Je fondis en larmes dans les bras de mon petit frère et une image de Chaka, le ventre rond, s'imposa dans mon esprit. Je n'avais pas le cœur de dire à Aëryk qu'il allait bientôt être de nouveau un oncle. Pas aujourd'hui. Pas maintenant alors que les corps de Durban et Istran refroidissaient juste à côté de nous et que les golems reprenaient leur décomposition. Ignis finit par rentrer et nous trouva dans les bras l'un de l'autre, entourés de quatre cadavres. Les golems de Durban commençaient à empester l'air qui nous entourait. Ignis ne posa pas une seule question. Elle appela diverses personnes qui vinrent récupérer les corps, et ordonna le nettoyage de la cour. Lorsque tout fut fait et que le soleil disparaissait derrière les murailles du Promontoire, elle nous invita à venir manger un bout avant d'aller nous coucher. Nous mangeâmes rapidement et en silence avant que chacun d'entre nous ne regagne sa chambre. Je me retrouvai seule sous ma couette. Je ne pensais à rien, je ne savais pas de quoi serait fait le reste de ma vie mais plus aucun homme n'aurait le contrôle dessus. Je sombrai dans un sommeil sans rêve et fortement réparateur.

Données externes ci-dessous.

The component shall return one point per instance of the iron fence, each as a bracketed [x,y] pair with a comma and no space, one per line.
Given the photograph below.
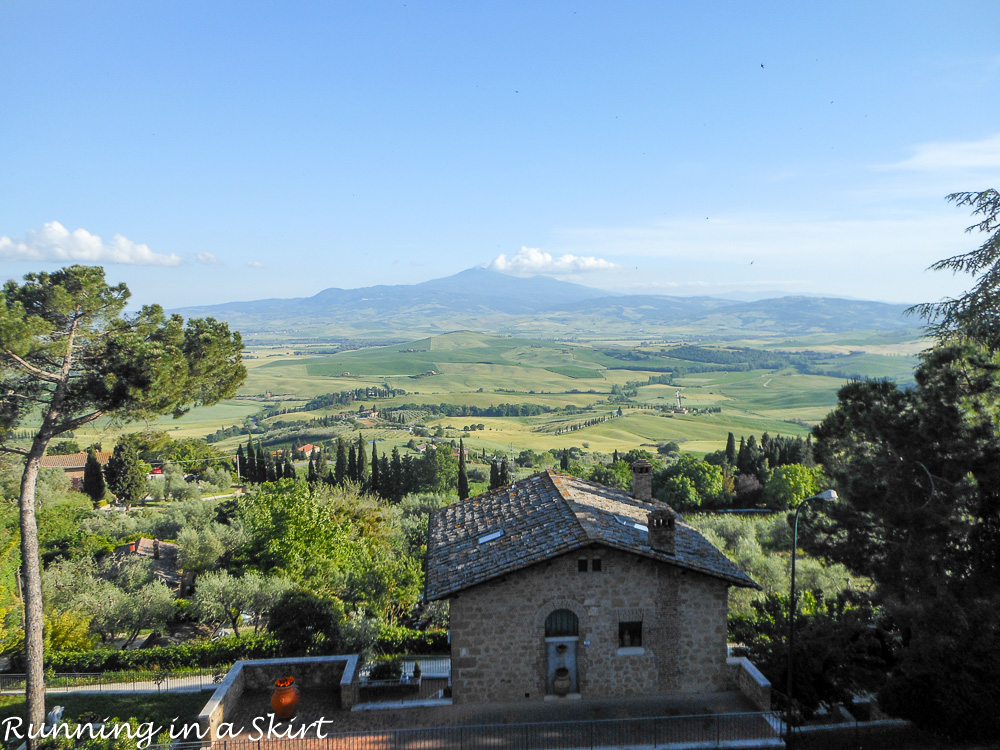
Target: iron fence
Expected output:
[707,730]
[132,681]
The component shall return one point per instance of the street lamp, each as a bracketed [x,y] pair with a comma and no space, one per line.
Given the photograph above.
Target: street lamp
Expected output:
[824,496]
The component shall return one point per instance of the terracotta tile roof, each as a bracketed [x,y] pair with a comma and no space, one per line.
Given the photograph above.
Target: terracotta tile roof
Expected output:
[73,460]
[547,515]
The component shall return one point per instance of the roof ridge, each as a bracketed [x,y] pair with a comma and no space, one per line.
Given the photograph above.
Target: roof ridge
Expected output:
[562,490]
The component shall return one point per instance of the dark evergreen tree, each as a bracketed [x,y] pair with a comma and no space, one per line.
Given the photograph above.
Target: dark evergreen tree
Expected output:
[241,464]
[362,462]
[375,488]
[463,478]
[398,480]
[352,464]
[251,475]
[319,460]
[340,469]
[93,478]
[126,473]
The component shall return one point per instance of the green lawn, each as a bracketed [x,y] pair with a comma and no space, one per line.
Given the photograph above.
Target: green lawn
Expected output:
[161,708]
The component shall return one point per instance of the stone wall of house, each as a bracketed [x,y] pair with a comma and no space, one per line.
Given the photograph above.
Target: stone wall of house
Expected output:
[498,646]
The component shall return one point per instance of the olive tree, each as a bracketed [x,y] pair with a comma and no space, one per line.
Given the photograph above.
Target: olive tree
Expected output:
[70,354]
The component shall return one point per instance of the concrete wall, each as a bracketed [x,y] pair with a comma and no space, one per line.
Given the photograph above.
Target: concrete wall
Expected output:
[336,673]
[747,679]
[498,647]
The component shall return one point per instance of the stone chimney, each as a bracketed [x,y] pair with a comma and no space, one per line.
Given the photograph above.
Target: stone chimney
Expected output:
[662,526]
[642,481]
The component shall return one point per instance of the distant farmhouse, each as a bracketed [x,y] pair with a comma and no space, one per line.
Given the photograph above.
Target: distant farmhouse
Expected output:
[73,464]
[562,587]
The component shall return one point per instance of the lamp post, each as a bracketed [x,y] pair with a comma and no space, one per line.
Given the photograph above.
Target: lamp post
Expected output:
[825,496]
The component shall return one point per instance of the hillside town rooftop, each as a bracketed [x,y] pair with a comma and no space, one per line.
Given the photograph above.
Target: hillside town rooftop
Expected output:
[546,515]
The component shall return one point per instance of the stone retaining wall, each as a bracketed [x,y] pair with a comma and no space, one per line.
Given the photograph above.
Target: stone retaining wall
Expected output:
[337,673]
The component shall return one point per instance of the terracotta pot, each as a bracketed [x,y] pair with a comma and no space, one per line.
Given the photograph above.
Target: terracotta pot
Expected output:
[561,682]
[285,701]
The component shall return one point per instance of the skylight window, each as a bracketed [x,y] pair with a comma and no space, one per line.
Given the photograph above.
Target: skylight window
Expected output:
[626,521]
[490,537]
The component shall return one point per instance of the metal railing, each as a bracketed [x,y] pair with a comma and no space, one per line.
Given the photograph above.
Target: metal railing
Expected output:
[704,730]
[125,681]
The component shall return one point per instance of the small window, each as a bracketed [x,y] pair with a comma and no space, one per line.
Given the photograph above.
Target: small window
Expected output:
[560,623]
[629,634]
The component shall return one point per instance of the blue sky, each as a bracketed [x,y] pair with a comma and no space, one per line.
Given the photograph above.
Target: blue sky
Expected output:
[212,151]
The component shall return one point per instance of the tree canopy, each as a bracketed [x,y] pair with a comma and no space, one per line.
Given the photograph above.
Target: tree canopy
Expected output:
[69,353]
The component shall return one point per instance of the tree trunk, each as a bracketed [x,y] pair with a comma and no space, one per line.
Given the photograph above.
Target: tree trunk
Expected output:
[31,576]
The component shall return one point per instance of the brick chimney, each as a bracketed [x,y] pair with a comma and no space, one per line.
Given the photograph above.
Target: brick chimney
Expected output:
[642,481]
[662,526]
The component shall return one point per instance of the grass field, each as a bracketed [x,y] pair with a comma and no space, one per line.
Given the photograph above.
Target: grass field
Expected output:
[471,369]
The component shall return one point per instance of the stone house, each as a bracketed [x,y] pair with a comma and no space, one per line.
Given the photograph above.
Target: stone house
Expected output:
[563,587]
[73,464]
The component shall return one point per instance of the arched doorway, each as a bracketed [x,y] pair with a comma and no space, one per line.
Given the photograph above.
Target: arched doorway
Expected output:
[562,630]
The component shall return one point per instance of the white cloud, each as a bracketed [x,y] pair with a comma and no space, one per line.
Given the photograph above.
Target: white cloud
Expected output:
[531,260]
[55,242]
[954,155]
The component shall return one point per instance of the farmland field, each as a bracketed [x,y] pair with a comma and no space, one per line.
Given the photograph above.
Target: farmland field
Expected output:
[583,386]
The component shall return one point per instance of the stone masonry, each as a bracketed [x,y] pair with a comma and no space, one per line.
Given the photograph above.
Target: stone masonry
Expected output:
[498,646]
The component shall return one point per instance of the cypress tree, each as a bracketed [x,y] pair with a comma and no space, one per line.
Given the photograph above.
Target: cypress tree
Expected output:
[731,450]
[340,468]
[93,478]
[241,464]
[463,478]
[251,475]
[362,461]
[126,474]
[384,474]
[398,479]
[320,461]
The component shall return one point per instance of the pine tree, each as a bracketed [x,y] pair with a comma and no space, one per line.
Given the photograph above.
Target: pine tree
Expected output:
[93,478]
[731,450]
[340,472]
[375,488]
[463,478]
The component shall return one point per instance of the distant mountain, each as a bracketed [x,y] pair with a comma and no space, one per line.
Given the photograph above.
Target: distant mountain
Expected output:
[488,301]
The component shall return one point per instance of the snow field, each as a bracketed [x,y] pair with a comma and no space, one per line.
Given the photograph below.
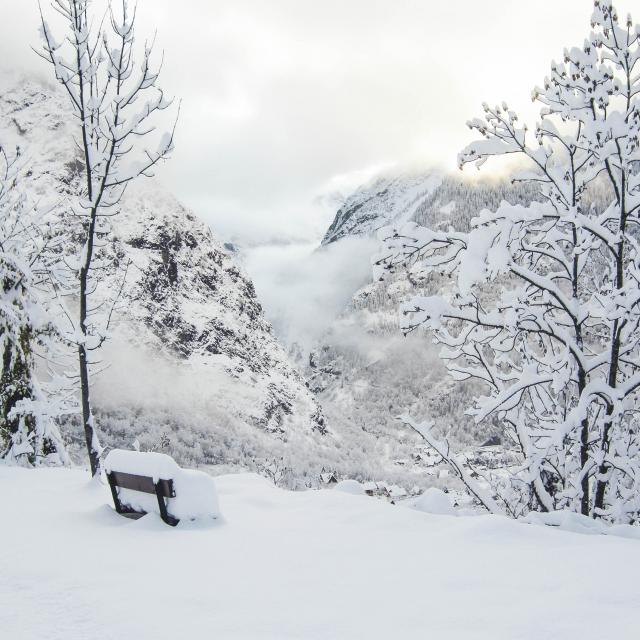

Le soleil se leva et je fis de même. Je me sentais parfaitement reposée et savait ce que je devais faire. Je m'habillai et me dirigeai vers le salon pendant que des oiseaux gazouillaient dans la cour intérieure. Ignis prenait tranquillement son petit déjeuner lorsque je m'installai. Elle portait une longue robe noire sobre et élégante.

- Peut-être pourrais-tu m'expliquer ce qui s'est passé hier soir ? Je sais que le deuxième cadavre appartient à Durban, ton frère et demi-frère d'Aëryk.

Devais-je de nouveau tout raconter comme je l'avais fait avec Aëryk ? Devais-je revivre tout ça une troisième fois ? Je ne supportais plus de raconter encore et toujours la tragique histoire qu'était ma vie. Je voulais oublier une bonne fois pour toutes les atrocités que j'avais vécues mais Ignis, tout comme Aëryk, avait le droit de savoir. Une fois encore, et priant pour que les Dieux m'oublient, je repris le récit de ma vie depuis la naissance de Durban jusqu'à ce matin. Ignis écoutait et ne disait rien. Elle ne m'interrompit pas et ne posa aucune question lorsque j'eus fini.

- Je pense que je dois te remercier dans ce cas. Pour avoir attrapé le meurtrier de ton père. Quant à moi, j'ai fait ce qu'il fallait pour qu'il rejoigne le caveau des Alexi Elle et qu'Aëryk devienne officiellement le gardien de sa majesté. Cette maison est tout autant la tienne, désormais. Sens-toi libre d'y venir à chaque fois que tu le souhaites.

- Tu ne sembles pas affectée par ce qui s'est passé.

- J'ai épousé Istran pour son statut. Pas par amour.

Ignis me lança un petit sourire que je lui rendis avant de me mettre à dévorer tout ce qui me passait sous la main. Aëryk finit par nous rejoindre, lui aussi vêtu de noir. Nous mangeâmes tous les trois et parlâmes de tout ce qui nous passait par la tête. La matinée s'étirait et nous ressemblions enfin à une vraie famille.